Convergence result for fixed \(\alpha =1.0\) and \(\beta =0.75\). a Convergence in time. b Convergence in space

Fig. 14
figure 14

Convergence result for fixed \(\alpha =0.5\) and \(\beta =0.75\). a Convergence in time. b Convergence in space

7.2 Approximating solutions of the wave equation

Since the theoretical analysis of the spectral fractional Galerkin methods assumes, that \(\alpha /2\in (0,1)\) and not \(\alpha \in (0,1)\), we can approach values of \(\alpha =2\) arbitrary close. However, for \(\alpha =2\) the method breaks down, since the Jacobi polynomials are not defined for this case. Setting \(\alpha =1.999\) and \(2\beta = 2\), we approach the classical wave equation \(\partial _{tt}u(x,t)-\partial _{xx}u(x,t) = f(x,t)\). For the case of zero source term and sinusoidal initial conditions, the solution of the system is given in Fig. 15 and for a higher frequency of the initial conditions and a longer domain in time in Fig. 16. These experiments suggest, that the method outlined can be used to compute solutions of the fractional diffusion equation, but also approaching solutions of the fractional wave equation as \(\alpha \rightarrow 2\).

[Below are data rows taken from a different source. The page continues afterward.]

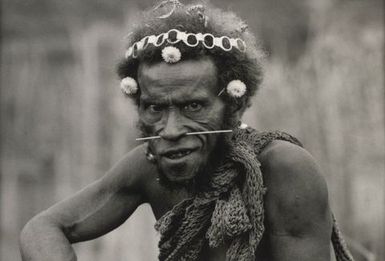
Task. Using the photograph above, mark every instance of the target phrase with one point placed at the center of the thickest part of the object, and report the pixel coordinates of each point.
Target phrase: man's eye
(192, 107)
(155, 108)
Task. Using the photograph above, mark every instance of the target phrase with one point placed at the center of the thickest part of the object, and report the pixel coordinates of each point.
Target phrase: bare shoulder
(296, 201)
(133, 170)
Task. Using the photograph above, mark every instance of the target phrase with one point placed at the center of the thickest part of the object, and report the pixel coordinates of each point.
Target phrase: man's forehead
(202, 69)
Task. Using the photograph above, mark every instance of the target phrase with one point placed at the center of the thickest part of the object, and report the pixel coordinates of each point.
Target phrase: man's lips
(177, 153)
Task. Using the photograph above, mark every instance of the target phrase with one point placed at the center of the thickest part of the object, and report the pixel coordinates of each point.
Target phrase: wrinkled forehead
(189, 72)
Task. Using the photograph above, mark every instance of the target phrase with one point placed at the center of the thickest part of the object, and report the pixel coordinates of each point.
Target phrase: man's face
(177, 99)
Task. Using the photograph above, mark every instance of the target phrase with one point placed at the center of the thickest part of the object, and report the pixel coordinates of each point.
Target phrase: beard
(203, 172)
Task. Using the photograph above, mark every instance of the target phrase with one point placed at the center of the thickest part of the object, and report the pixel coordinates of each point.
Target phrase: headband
(174, 36)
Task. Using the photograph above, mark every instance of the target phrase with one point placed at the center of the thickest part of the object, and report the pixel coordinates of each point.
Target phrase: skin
(297, 216)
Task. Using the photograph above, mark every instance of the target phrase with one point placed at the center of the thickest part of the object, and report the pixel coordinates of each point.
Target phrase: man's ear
(237, 111)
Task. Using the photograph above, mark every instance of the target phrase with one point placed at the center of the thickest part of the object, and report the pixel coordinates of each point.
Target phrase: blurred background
(64, 121)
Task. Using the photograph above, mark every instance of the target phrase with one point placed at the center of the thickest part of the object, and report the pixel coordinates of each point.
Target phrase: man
(218, 189)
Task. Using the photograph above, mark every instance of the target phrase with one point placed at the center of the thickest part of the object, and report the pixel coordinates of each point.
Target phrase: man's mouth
(177, 154)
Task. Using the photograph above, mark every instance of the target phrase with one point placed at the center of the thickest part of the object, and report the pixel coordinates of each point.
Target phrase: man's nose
(173, 128)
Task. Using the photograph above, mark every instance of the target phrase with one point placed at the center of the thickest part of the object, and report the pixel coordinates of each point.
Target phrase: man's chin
(179, 173)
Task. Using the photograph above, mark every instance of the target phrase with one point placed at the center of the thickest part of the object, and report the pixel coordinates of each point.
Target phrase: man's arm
(298, 219)
(90, 213)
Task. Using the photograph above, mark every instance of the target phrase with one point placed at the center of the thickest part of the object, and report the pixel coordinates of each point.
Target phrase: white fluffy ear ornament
(129, 86)
(171, 54)
(235, 88)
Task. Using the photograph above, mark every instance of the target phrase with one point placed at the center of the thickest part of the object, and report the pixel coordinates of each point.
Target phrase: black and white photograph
(197, 130)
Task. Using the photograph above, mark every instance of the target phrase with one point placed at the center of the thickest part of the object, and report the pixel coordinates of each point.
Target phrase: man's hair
(200, 18)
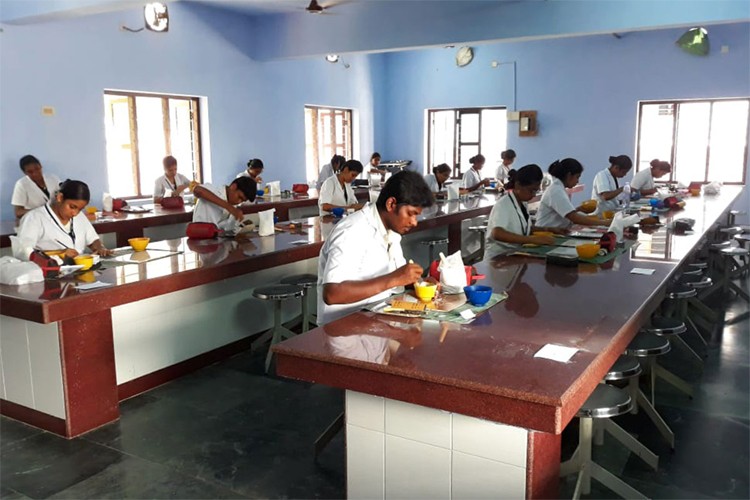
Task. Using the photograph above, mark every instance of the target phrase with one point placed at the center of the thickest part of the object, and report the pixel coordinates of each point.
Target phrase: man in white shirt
(34, 189)
(362, 261)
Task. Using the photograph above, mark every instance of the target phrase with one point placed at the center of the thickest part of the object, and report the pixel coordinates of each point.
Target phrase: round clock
(464, 56)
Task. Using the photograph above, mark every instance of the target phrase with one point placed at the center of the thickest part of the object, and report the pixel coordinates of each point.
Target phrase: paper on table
(556, 353)
(641, 270)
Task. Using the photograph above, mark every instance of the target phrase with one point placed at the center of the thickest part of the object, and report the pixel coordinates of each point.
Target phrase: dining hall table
(438, 409)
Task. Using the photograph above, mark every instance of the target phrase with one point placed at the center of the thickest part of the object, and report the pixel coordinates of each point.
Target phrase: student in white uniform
(337, 192)
(362, 261)
(437, 179)
(607, 190)
(508, 157)
(34, 189)
(643, 181)
(555, 209)
(171, 181)
(60, 224)
(509, 223)
(329, 170)
(472, 178)
(218, 204)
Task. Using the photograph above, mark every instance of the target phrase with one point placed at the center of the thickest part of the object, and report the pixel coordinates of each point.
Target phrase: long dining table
(446, 410)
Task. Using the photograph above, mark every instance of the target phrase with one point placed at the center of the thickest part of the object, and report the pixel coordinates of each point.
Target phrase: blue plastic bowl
(478, 295)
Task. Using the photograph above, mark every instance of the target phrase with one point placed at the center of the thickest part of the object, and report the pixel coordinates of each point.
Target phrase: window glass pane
(728, 141)
(692, 142)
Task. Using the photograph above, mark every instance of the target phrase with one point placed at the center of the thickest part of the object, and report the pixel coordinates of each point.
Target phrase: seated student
(508, 157)
(437, 179)
(171, 180)
(337, 191)
(329, 170)
(509, 223)
(472, 179)
(253, 170)
(60, 224)
(218, 204)
(34, 189)
(607, 190)
(643, 181)
(362, 262)
(555, 209)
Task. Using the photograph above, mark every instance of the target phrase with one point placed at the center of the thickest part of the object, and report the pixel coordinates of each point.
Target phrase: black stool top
(278, 292)
(666, 326)
(605, 402)
(625, 367)
(647, 344)
(303, 280)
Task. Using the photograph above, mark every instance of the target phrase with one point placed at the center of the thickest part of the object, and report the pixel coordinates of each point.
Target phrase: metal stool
(605, 402)
(307, 282)
(648, 346)
(278, 332)
(625, 368)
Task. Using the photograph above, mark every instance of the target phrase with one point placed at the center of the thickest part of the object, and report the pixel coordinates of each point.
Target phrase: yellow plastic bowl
(588, 250)
(84, 260)
(139, 244)
(425, 291)
(588, 206)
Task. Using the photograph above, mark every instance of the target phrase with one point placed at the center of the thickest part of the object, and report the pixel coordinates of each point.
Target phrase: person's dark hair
(353, 166)
(476, 159)
(442, 168)
(527, 175)
(168, 161)
(255, 163)
(408, 188)
(622, 162)
(74, 190)
(27, 160)
(248, 186)
(561, 168)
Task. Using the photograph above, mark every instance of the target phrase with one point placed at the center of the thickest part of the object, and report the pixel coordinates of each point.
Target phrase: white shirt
(359, 248)
(325, 173)
(28, 195)
(42, 229)
(162, 184)
(471, 178)
(603, 182)
(554, 206)
(331, 192)
(643, 179)
(506, 214)
(205, 211)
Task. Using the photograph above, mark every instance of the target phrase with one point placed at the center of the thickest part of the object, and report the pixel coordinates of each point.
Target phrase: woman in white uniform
(171, 180)
(34, 189)
(607, 190)
(60, 224)
(472, 179)
(555, 209)
(643, 181)
(337, 192)
(509, 223)
(437, 179)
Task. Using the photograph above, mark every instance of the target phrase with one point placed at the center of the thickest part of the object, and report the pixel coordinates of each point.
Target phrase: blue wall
(585, 89)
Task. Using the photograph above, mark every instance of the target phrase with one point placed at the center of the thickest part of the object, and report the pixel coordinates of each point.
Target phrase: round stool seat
(278, 292)
(666, 326)
(681, 292)
(605, 402)
(647, 344)
(303, 280)
(625, 367)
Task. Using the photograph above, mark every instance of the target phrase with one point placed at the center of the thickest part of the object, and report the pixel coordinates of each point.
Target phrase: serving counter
(442, 410)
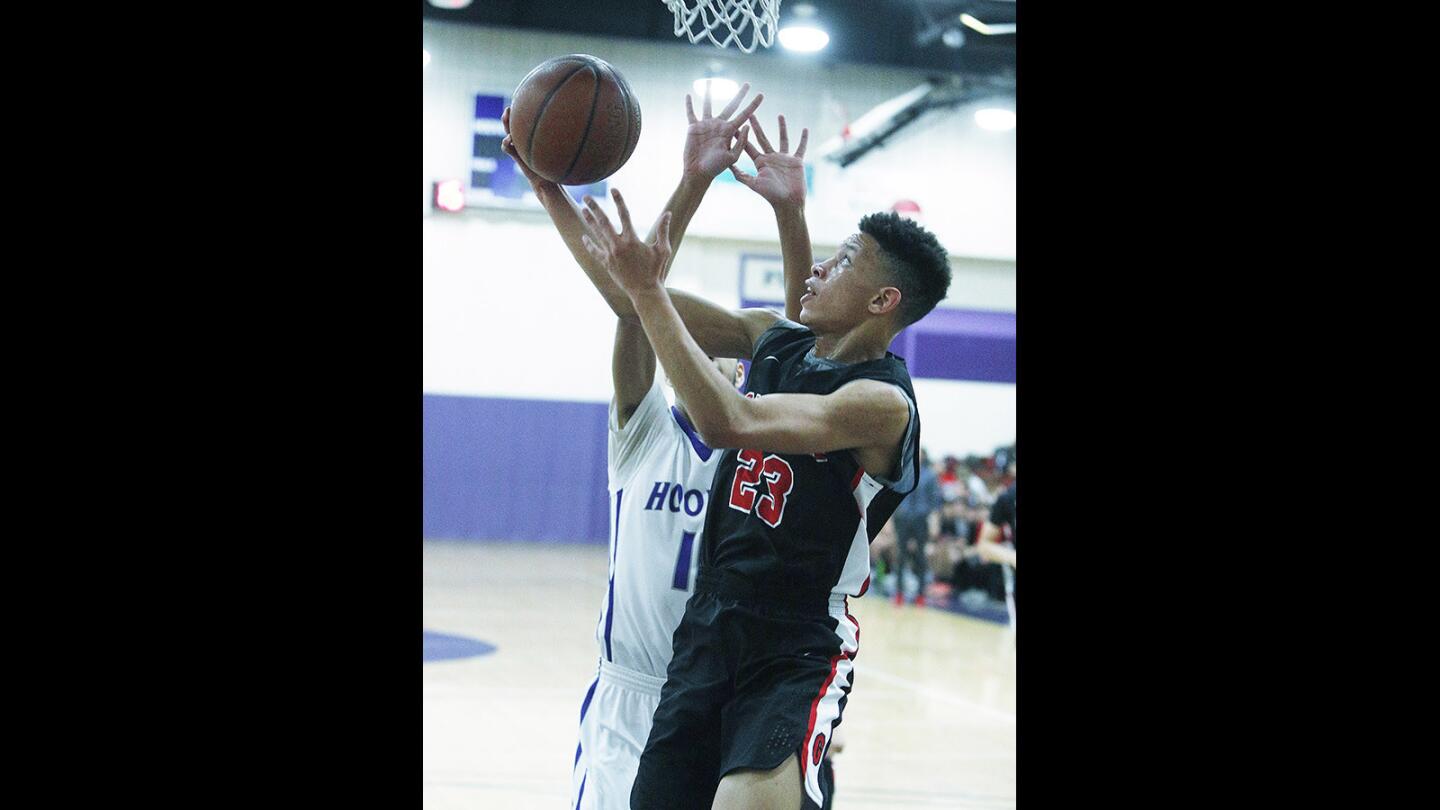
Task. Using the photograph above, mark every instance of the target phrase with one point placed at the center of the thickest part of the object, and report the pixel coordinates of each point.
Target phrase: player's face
(840, 288)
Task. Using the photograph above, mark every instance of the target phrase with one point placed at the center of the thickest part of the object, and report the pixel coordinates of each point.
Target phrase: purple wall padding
(514, 470)
(966, 345)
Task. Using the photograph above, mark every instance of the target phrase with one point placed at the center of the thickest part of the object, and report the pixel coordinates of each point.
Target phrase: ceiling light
(802, 33)
(985, 29)
(720, 90)
(450, 195)
(995, 120)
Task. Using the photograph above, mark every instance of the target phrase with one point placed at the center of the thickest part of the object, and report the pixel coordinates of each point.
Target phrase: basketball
(575, 120)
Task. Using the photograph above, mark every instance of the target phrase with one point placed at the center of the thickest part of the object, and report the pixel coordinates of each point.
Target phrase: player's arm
(709, 150)
(719, 332)
(863, 414)
(779, 179)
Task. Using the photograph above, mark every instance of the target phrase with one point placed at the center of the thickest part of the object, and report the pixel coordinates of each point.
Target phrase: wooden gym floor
(930, 721)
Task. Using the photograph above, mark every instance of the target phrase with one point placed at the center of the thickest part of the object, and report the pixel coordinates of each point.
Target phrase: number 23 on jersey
(745, 493)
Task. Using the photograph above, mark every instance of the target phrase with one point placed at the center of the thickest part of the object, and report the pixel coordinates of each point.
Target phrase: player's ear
(884, 301)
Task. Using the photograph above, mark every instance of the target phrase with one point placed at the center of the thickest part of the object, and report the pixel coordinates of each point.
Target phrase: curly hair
(915, 258)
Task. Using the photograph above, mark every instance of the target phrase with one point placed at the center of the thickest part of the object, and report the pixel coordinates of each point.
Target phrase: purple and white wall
(517, 343)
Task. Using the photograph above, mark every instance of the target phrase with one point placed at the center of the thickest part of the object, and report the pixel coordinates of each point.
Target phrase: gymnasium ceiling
(903, 33)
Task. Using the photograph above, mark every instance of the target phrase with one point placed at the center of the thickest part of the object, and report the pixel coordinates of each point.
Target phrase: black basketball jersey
(804, 522)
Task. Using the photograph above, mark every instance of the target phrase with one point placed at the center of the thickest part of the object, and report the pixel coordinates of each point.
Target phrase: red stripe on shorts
(810, 731)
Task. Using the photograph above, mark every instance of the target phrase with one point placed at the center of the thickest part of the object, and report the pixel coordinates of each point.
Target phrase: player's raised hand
(630, 260)
(779, 176)
(714, 141)
(542, 186)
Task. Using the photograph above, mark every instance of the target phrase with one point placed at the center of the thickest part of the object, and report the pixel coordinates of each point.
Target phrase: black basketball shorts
(755, 678)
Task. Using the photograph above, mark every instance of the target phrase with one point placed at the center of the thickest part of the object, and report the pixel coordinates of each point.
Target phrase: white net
(746, 23)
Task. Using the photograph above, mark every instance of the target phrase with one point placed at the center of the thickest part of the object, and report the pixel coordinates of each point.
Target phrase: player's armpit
(860, 415)
(717, 330)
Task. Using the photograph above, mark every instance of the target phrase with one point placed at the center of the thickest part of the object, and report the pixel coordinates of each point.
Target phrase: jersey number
(779, 479)
(687, 541)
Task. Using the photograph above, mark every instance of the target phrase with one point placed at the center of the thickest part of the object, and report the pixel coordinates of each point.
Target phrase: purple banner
(514, 470)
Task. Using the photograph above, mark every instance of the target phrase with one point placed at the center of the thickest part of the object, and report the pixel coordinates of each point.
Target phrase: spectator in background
(997, 541)
(975, 486)
(918, 519)
(951, 483)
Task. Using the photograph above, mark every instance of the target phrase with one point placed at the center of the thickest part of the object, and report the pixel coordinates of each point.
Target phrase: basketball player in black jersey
(818, 456)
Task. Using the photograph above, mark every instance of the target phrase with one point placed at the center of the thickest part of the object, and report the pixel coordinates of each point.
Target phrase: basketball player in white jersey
(660, 477)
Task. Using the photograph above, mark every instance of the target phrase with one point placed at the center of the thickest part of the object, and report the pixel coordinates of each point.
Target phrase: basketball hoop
(722, 20)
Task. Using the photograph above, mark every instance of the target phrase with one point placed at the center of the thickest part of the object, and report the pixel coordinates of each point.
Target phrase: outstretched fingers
(749, 110)
(598, 222)
(759, 136)
(735, 101)
(624, 211)
(598, 252)
(742, 143)
(743, 177)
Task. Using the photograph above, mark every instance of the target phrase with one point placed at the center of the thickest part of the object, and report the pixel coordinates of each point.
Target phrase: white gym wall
(501, 280)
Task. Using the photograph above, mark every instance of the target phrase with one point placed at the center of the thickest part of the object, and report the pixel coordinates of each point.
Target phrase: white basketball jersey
(660, 477)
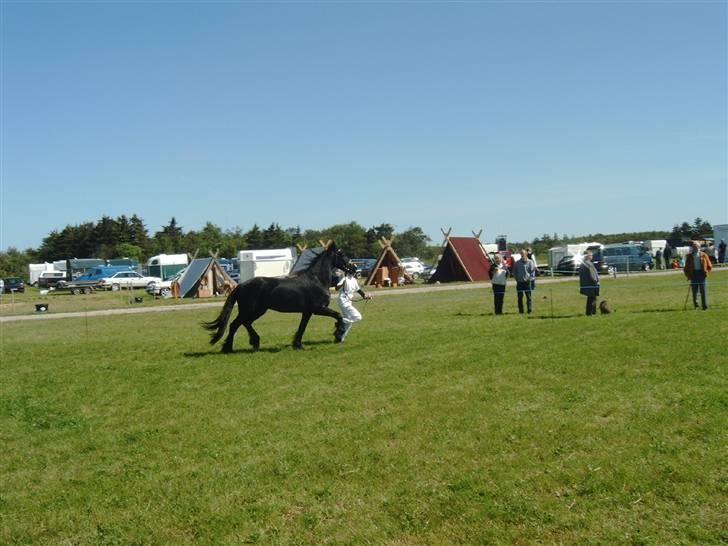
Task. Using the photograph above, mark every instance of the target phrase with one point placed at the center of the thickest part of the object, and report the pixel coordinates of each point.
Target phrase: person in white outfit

A further theoretical analysis of the rate of convergence and the applicability of the method to a broader variety of test cases is work in progress and will be investigated in future work.

Fig. 15
figure 15

Approaching the solution of the wave equation

Fig. 16
figure 16

Approaching the solution of the wave equation

8 Summary

In this work we have derived the fractional diffusion equation and explained its applicability in the modeling of diffusion processes in nature that are no longer memorylessness. This fundamentally changes the underlying behavior of the process and make the problem numerically harder to solve. We chose an appropriate spatial and temporal ansatz to expand our solution and make use of the Galerkin method, now applied in the fractional setting, where we used a Fourier expansion in space. Since these are eigenfunctions of the corresponding fractional differential operator as well as orthogonal with another, sparsity in the resulting matrices can be ensured. Numerical experiments where performed for a variety of test cases and show the expected spectral convergence for problems with smooth initial conditions. Furthermore, we applied the derived method to fractional partial differential equations that approach the classical and fractional wave equation by letting the index of the time derivative approach the value of two arbitrarily close, thus obtaining a method that handles problems with diffusive characteristics as well as wave related phenomena. While this was done in a qualitative manner, these first observations indicate that the presented method works for \(\alpha \in [0,2)\), and not only for \(\alpha \in [0,1]\). Thus extending the applicability towards the regime, governed by the wave equation.